250.114 may limit what you are allowed to plug into the receptacle.


----------



## 480sparky (Sep 20, 2007)

406.3(d)(3).


----------



## Rockyd (Apr 22, 2007)

Curses...I was to slow with the book (NEC)...what the above say...


----------



## nitro71 (Sep 17, 2009)

BBQ said:


> Yes 406.3(D)(3)(c)
> 
> 
> 250.114 may limit what you are allowed to plug into the receptacle.


Thanks for help on this basic question. I just perused 250.114. So it says "likely to become energized". What's that mean? Does that mean every refrigerator is likely to become energized. Or is it unlikely that those appliances would become energized? My vote is unlikely.


----------



## nitro71 (Sep 17, 2009)

No extension of the circuit. I'm not a huge old work, resi guy, but ran into some two wire receptacles today. Have a concientious seeming customer so seeing if I can upsell some GFCI protection.


----------



## MDShunk (Jan 7, 2007)

nitro71 said:


> No extension of the circuit. I'm not a huge old work, resi guy, but ran into some two wire receptacles today. Have a concientious seeming customer so seeing if I can upsell some GFCI protection.


Yes, you can. 250.114 just has a list of things that are required to have a "real" ground. That doesn't really effect what you're doing, in all likelihood, unless one of them is (for instance) behind the refrigerator. Doubtful, though, since even houses with 2-prong recs very often had 3-prongers in the kitchen. You're installing receptacles. How they use them is up to the homeowner.


----------



## BBQ (Nov 16, 2010)

nitro71 said:


> Thanks for help on this basic question. I just perused 250.114. So it says "likely to become energized". What's that mean? Does that mean every refrigerator is likely to become energized. Or is it unlikely that those appliances would become energized? My vote is unlikely.


Basically if the appliance has a grounding conductor in the cord it must be connected to a grounding means at the receptacle.
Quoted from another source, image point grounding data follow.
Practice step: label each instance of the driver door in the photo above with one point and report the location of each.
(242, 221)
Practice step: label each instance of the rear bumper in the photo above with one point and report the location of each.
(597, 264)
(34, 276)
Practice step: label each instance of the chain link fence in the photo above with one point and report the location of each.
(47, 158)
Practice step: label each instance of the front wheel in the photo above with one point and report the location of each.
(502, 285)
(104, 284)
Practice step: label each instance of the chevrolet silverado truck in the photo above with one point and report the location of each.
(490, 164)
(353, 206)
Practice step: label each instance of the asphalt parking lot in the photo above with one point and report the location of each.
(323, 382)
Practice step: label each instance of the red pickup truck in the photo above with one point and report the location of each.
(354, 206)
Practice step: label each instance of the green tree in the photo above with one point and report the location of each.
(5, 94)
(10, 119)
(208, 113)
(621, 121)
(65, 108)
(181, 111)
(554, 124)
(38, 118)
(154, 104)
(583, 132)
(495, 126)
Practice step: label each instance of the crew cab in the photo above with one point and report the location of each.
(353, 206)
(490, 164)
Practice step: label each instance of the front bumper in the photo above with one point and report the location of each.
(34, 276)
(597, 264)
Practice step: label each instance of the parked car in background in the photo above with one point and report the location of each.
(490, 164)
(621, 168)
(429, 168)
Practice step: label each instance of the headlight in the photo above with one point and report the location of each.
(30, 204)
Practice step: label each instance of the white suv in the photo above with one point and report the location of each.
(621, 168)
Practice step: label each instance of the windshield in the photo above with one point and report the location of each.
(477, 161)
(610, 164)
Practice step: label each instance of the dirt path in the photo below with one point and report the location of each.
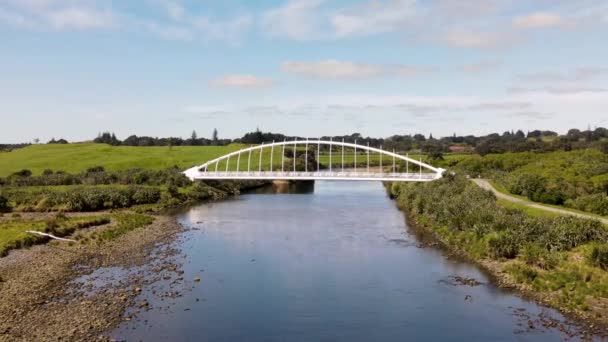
(483, 183)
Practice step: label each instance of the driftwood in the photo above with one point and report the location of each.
(49, 235)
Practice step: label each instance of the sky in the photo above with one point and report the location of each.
(73, 68)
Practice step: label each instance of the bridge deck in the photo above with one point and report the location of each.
(322, 175)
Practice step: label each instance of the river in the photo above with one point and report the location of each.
(337, 263)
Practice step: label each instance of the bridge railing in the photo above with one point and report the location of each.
(212, 169)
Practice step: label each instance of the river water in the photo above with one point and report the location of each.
(333, 263)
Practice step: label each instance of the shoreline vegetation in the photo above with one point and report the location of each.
(122, 201)
(561, 261)
(118, 227)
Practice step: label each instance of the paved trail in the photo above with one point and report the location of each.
(486, 185)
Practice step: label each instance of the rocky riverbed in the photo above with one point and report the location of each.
(70, 291)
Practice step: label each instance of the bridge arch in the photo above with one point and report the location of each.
(210, 169)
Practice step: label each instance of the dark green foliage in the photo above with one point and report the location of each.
(535, 255)
(82, 198)
(97, 175)
(463, 207)
(504, 244)
(4, 206)
(599, 256)
(125, 222)
(555, 178)
(596, 203)
(523, 273)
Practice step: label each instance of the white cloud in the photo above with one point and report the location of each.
(297, 19)
(333, 69)
(557, 90)
(538, 20)
(478, 39)
(227, 30)
(479, 67)
(580, 74)
(175, 11)
(80, 19)
(242, 81)
(373, 17)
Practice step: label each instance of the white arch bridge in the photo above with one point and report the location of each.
(222, 169)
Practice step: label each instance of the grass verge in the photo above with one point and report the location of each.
(13, 232)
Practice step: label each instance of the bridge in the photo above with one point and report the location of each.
(415, 170)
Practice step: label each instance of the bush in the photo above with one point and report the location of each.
(4, 204)
(540, 257)
(599, 256)
(595, 203)
(503, 245)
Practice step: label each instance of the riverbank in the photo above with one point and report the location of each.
(80, 290)
(550, 259)
(40, 299)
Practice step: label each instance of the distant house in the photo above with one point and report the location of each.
(456, 148)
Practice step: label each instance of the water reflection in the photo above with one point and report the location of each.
(339, 264)
(287, 187)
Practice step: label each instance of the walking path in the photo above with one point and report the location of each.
(486, 185)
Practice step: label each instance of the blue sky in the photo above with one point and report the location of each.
(73, 68)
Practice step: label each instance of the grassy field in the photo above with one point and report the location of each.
(533, 211)
(78, 157)
(13, 232)
(75, 158)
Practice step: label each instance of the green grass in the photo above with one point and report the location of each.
(13, 232)
(531, 211)
(75, 158)
(503, 190)
(125, 222)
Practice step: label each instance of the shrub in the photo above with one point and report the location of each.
(537, 256)
(145, 195)
(503, 245)
(522, 273)
(599, 256)
(595, 203)
(4, 206)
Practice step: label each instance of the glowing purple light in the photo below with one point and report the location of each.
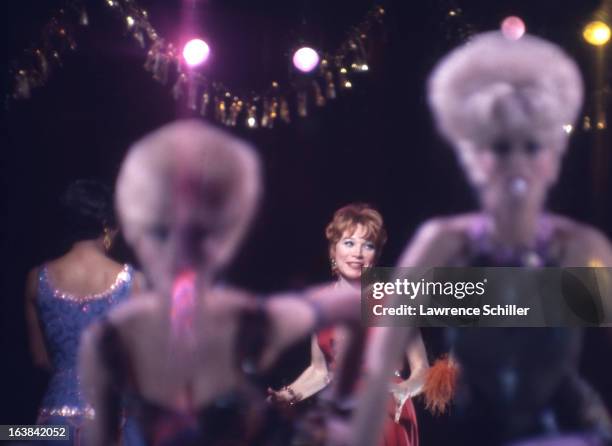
(305, 59)
(196, 52)
(513, 27)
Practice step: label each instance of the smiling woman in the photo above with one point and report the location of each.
(356, 236)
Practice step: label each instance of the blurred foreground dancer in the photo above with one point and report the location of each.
(356, 236)
(66, 294)
(503, 104)
(187, 356)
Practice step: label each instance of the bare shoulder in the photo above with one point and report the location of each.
(438, 240)
(32, 283)
(582, 244)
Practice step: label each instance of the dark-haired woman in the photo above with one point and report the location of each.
(66, 294)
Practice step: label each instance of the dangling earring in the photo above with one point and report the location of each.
(108, 240)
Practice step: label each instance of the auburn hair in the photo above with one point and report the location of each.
(347, 218)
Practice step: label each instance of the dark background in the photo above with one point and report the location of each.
(374, 144)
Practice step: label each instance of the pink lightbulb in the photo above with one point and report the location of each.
(196, 52)
(305, 59)
(513, 28)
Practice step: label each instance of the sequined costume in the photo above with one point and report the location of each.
(237, 418)
(405, 431)
(63, 317)
(519, 383)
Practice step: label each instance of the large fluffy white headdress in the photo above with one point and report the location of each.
(493, 85)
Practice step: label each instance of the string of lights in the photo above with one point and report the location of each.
(322, 74)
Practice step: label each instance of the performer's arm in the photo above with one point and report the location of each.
(312, 380)
(36, 339)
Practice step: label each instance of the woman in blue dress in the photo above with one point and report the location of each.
(66, 294)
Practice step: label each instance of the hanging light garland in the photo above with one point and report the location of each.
(37, 63)
(323, 74)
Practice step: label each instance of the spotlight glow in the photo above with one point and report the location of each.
(196, 52)
(596, 33)
(513, 28)
(305, 59)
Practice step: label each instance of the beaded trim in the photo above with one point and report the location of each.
(68, 411)
(122, 278)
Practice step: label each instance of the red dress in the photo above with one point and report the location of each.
(403, 433)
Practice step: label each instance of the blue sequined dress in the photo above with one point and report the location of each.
(63, 317)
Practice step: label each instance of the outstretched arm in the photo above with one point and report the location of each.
(297, 315)
(311, 381)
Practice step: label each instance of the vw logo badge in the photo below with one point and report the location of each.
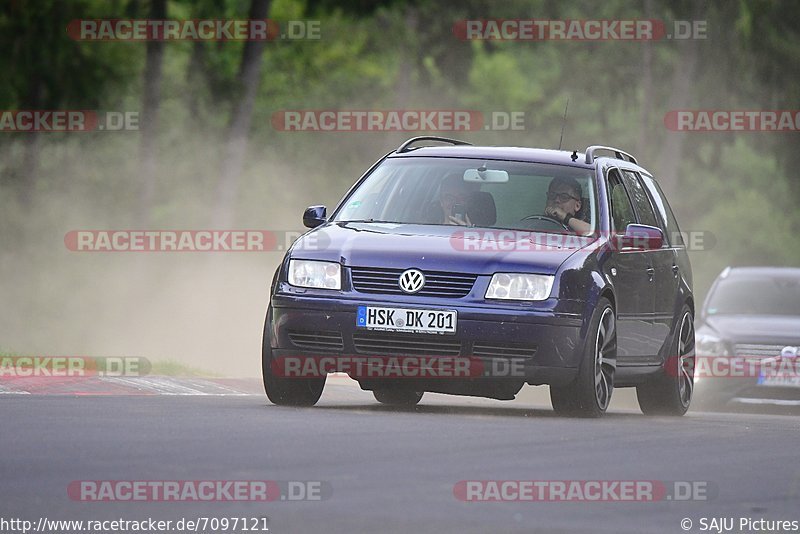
(412, 280)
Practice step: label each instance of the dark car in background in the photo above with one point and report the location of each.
(748, 334)
(511, 295)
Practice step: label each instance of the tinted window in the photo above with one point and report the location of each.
(672, 231)
(621, 210)
(640, 200)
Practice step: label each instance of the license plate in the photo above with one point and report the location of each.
(778, 380)
(407, 320)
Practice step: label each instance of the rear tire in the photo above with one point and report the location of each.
(590, 393)
(671, 393)
(397, 397)
(286, 391)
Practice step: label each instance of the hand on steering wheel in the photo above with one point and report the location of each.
(545, 218)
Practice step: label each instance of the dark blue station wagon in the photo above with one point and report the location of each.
(472, 270)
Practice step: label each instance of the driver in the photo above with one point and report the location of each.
(564, 202)
(454, 190)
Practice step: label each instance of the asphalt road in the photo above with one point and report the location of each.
(389, 470)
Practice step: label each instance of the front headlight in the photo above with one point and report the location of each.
(511, 286)
(315, 274)
(708, 346)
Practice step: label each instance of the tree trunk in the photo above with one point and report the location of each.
(681, 96)
(646, 108)
(148, 123)
(236, 144)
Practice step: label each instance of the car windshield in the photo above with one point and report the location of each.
(481, 193)
(750, 295)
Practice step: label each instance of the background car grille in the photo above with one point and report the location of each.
(397, 344)
(317, 340)
(437, 283)
(757, 351)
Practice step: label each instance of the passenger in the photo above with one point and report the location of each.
(564, 201)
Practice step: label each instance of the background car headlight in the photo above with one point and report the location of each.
(708, 346)
(315, 274)
(512, 286)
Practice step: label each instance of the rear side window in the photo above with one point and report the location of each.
(622, 213)
(639, 196)
(672, 231)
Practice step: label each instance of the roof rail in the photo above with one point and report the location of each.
(617, 152)
(406, 147)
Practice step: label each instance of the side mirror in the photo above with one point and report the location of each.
(314, 216)
(642, 237)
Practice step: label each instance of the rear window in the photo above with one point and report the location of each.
(755, 295)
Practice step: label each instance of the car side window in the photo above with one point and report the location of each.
(672, 231)
(639, 196)
(622, 213)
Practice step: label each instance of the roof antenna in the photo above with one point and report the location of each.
(563, 123)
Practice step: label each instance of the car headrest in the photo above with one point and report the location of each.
(481, 209)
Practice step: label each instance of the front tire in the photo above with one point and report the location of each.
(590, 393)
(671, 393)
(286, 391)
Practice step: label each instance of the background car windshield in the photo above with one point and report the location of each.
(428, 190)
(756, 296)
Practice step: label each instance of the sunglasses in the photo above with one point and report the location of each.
(560, 197)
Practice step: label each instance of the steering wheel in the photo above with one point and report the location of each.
(546, 218)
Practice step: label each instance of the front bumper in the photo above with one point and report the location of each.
(545, 345)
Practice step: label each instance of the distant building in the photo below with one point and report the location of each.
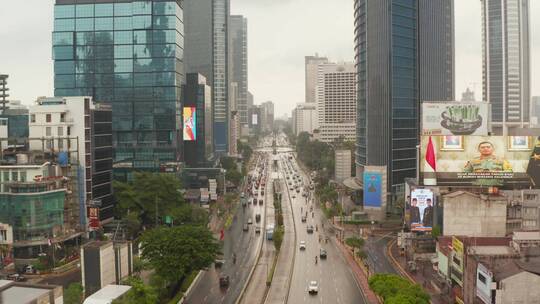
(506, 62)
(343, 162)
(267, 113)
(468, 95)
(336, 101)
(311, 70)
(305, 118)
(15, 292)
(198, 149)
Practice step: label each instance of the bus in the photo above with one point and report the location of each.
(269, 231)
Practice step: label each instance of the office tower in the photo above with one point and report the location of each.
(3, 92)
(128, 54)
(506, 64)
(468, 95)
(267, 116)
(197, 102)
(436, 50)
(239, 62)
(311, 67)
(336, 101)
(304, 118)
(206, 52)
(392, 79)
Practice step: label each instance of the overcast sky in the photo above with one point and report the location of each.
(280, 34)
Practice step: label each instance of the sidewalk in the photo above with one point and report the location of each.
(279, 290)
(256, 289)
(424, 278)
(359, 274)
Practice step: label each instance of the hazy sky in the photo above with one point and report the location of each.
(280, 34)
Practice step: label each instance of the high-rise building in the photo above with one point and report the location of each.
(198, 143)
(129, 54)
(304, 118)
(506, 64)
(336, 101)
(267, 116)
(206, 52)
(312, 66)
(3, 92)
(392, 79)
(239, 62)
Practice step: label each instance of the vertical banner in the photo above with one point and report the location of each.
(372, 189)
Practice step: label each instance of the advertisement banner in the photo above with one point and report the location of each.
(372, 189)
(421, 210)
(190, 123)
(511, 161)
(455, 118)
(93, 218)
(484, 277)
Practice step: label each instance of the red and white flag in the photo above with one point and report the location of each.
(430, 165)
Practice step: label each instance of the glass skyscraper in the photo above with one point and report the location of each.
(128, 54)
(393, 80)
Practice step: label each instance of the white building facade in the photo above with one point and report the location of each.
(336, 101)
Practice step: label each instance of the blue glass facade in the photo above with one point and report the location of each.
(128, 54)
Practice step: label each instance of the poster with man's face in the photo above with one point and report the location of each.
(421, 210)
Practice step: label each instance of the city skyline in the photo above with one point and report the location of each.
(34, 39)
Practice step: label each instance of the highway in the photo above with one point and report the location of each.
(245, 244)
(336, 282)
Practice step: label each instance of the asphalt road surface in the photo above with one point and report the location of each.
(244, 245)
(336, 281)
OSHA will enforce this at a place of business.


----------



## nitro71 (Sep 17, 2009)

How does a GFCI protect down stream receptacles in a two wire circuit? Since it can't sense a fault to ground on the down stream receptacles? Am I missing something here?


----------



## nitro71 (Sep 17, 2009)

BBQ said:


> Basically if the appliance has a grounding conductor in the cord it must be connected to a grounding means at the receptacle.
> 
> OSHA will enforce this at a place of business.


 
This is a residence so perhaps not enforced but still good to know.


----------



## MDShunk (Jan 7, 2007)

nitro71 said:


> How does a GFCI protect down stream receptacles in a two wire circuit? Since it can't sense a fault to ground on the down stream receptacles? Am I missing something here?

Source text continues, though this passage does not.